I enjoy taking walks to get inspiration. This is the story of the walk in the park that changed my life.

Let me set this up for you.

I was a year and a half into college at Emerson in Boston when I was forced to drop out because I couldn’t afford the tuition. Dejected and needing to pay the rent, I took a job as a waiter at an IHOP. I was a decent waiter, but my heart wasn’t really in it and I was constantly asking for time off to audition for shows - I wasn’t ready to give up on my dream quite yet.

After a year, I ended up auditioning to get in to one of the best musical theatre conservatories in NYC. Getting in was one of the best moments of my life. Once in school, I took on way too much - I was also working as a waiter at an Olive Garden to make ends meet – this increased my stress and caused me to have trouble staying awake in class. Even though I was in a great school, it became harder and harder to support myself, and survive in this city.

Around this time, one of my professors, Brian, invited me out to lunch. I wasn’t sure what to expect. I accepted. Who wouldn’t? Being asked out to lunch by a teacher is exciting, in a way, but I couldn’t imagine why he would care enough to even ask.

Over lunch at a diner, Brian told me how special he thought I was. He told me he could sense that I truly loved theater, and it showed in everything I did in class. But he also felt that I was trying to do too much and that I needed to focus.

Then Brian dropped the bomb - he had brain cancer and doctors had given him only a year to live! He offered me a FREE place to live as well as personal tutorials in everything about theater, if I helped him by taking care of things around the house, and being there when he was too sick to do things for himself. It was the opportunity of a lifetime, I thought. But there was a catch: the entire arrangement had to be kept a secret from everyone – especially other students.

I sat back in my seat. My fries were getting cold. My Coke was getting warm. I was blown away. I was amazed. It all seemed so weird and so surreal. I had to accept. How could I turn down a chance like this?

Over the next nine months, Brian and I would stay up late tearing apart songs and putting them back together. We analyzed characters. We figured out show plots. He taught me how to act through a song. He was a genius. And he became more than just a teacher - almost like a parent giving me some badly needed order and discipline. But there was also the dark side: I stayed with him at the hospital during chemo - watching him lose his hair, and holding him as he vomited. Only when he regained his strength, would we go home to the piano for the incredible and life-changing private tutorials.

Additionally, the stress was killing me. I mean – everything was a secret! I was a 19-year-old kid and I couldn’t tell any of my classmates about my “job” or where I lived. In the middle of all of this – I was deeply missing my boyfriend back in Boston and we talked about me moving back up there. The chance to be with him seemed like a beacon in the midst of a wild storm. It was a convenient way out. I decided to leave Brian. When I told Brian, he exploded. I said some really awful things, and he also had a few choice words. I betrayed the most significant role model I ever had. But I had made up my mind. And when I make up my mind, I do what I want. I left.

As soon as I got there, I took a job at a mutual fund investment firm, and decided to give up theatre. Playing house seemed more important. Within six months, my relationship had ended….badly. From my little cubicle one afternoon, I decided to write a letter to Brian asking him to forgive me. He never replied. Soon, a friend told me that Brian had died. I was too late and I was devastated. The news of his death was life-changing. I decided it was a sign that I had to return to theater. Once again, I left Boston for New York - this time, for good.

Over the next few years, I performed around the country, and ultimately was cast in an off Broadway show.
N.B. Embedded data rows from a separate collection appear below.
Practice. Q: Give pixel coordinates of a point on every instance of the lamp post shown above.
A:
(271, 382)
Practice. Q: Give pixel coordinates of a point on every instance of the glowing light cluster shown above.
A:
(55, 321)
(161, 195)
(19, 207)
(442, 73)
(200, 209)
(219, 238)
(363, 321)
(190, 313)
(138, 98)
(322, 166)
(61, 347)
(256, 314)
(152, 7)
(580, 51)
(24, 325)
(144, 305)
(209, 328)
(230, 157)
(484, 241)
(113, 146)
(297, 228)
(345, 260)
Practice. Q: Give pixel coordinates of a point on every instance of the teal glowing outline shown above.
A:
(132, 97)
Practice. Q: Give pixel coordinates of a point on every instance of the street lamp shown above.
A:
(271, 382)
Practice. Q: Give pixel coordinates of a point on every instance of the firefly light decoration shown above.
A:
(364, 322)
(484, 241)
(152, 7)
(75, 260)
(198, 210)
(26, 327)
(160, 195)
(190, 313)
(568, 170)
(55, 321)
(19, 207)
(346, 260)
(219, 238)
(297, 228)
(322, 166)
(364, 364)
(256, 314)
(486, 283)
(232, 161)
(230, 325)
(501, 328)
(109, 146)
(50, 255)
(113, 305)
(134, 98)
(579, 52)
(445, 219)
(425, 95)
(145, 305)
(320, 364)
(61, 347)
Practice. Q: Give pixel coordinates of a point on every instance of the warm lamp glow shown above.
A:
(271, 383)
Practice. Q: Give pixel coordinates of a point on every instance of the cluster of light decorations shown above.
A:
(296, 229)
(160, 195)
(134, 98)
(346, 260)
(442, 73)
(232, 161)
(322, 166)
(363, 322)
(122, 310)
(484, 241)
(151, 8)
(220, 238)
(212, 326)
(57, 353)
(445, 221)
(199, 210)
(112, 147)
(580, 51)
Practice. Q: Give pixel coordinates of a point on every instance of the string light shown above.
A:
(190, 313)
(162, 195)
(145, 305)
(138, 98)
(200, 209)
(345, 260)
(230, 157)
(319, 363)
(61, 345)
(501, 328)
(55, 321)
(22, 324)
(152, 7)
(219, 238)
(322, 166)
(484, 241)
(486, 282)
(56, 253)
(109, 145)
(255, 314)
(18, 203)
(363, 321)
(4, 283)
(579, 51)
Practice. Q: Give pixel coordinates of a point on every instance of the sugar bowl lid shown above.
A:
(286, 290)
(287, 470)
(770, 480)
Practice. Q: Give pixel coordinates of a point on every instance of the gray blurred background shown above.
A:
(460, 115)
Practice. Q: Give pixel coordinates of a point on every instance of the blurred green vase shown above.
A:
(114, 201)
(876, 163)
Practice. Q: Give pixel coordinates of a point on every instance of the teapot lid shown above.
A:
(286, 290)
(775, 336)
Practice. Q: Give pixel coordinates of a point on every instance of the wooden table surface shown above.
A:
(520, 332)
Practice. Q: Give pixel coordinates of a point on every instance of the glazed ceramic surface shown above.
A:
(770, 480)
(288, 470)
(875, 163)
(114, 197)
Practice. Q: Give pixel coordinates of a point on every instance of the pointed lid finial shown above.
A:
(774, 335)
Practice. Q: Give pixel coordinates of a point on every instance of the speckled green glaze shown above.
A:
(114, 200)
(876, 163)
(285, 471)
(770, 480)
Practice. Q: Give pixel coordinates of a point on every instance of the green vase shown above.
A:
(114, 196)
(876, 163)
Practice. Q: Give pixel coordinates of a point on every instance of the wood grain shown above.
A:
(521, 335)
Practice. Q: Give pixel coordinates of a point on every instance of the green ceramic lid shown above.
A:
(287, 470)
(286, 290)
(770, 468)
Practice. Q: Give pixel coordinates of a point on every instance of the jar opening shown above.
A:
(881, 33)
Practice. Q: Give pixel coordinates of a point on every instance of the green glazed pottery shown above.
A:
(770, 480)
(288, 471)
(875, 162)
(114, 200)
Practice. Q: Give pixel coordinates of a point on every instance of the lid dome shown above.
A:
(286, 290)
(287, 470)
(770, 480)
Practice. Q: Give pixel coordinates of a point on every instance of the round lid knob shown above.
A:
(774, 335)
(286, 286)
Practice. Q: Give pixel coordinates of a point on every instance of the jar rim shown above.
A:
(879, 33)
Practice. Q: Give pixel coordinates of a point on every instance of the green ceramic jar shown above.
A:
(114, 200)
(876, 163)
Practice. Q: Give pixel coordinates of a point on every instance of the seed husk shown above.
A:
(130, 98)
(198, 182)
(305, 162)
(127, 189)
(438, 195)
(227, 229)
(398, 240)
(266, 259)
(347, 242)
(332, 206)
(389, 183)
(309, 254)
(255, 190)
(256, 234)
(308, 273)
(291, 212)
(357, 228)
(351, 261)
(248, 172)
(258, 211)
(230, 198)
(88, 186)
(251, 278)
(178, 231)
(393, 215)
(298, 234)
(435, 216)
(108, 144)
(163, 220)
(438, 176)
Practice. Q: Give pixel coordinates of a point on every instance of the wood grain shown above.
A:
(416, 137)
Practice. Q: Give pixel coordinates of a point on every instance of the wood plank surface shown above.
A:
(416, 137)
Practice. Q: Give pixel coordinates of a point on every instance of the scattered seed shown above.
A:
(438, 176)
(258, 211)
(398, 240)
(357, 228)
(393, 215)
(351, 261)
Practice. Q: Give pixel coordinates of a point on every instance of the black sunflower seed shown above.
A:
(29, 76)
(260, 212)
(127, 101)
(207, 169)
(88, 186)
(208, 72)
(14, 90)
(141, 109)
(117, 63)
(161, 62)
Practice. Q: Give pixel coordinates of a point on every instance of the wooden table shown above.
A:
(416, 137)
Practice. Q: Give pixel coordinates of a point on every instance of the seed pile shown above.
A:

I should have been happy. But I wasn’t. Then, one night, Brian appeared to me in a dream and changed my life again. Now, about that walk in the park…

I was walking in Central Park on a sunny day with the temperature just crisp enough to be thankful for long sleeves. I was dreaming. I saw Brian sitting on a park bench looking healthy and with full head of hair. As I sat down next to him, he turned towards me and smiled. He spread his arms, and we hugged. He then started to hum a melody I couldn’t quite place. It was dissonant and beautiful. That hug was intensely spiritual. As if our pasts came together in that moment and he forgave me.

But he didn’t set me free. In fact, with the melody he was humming - he gave me the first step in my new life. The next day, I couldn’t get it out of my head. Sometimes dreams get lost in a fog, but not this one. It stuck with me all day. After work, all I could think about was getting home to the piano to plunk out the tune. It took me awhile, since I never really played the piano by ear. I had taught myself how to read music and play when I was 11, but never tried to play something original. But, I persisted until I found it. I remember how satisfying it was. In that moment, I realized that I must fulfill Brian’s attention and dedication by upending my acting career to focus on composing songs. Something I never thought in a million years I would ever do. From that moment, I began to write songs that recognized life’s basic challenges and provided a path to move on – just as he had for me. Creating the vision rather than acting out other’s ideas.

That melody became “Cautiously Optimistic,” my very first song!

Looking back at that walk, I realized I found more than inspiration - I found purpose and it was much, much more than just a dream. It was Brian’s last gift.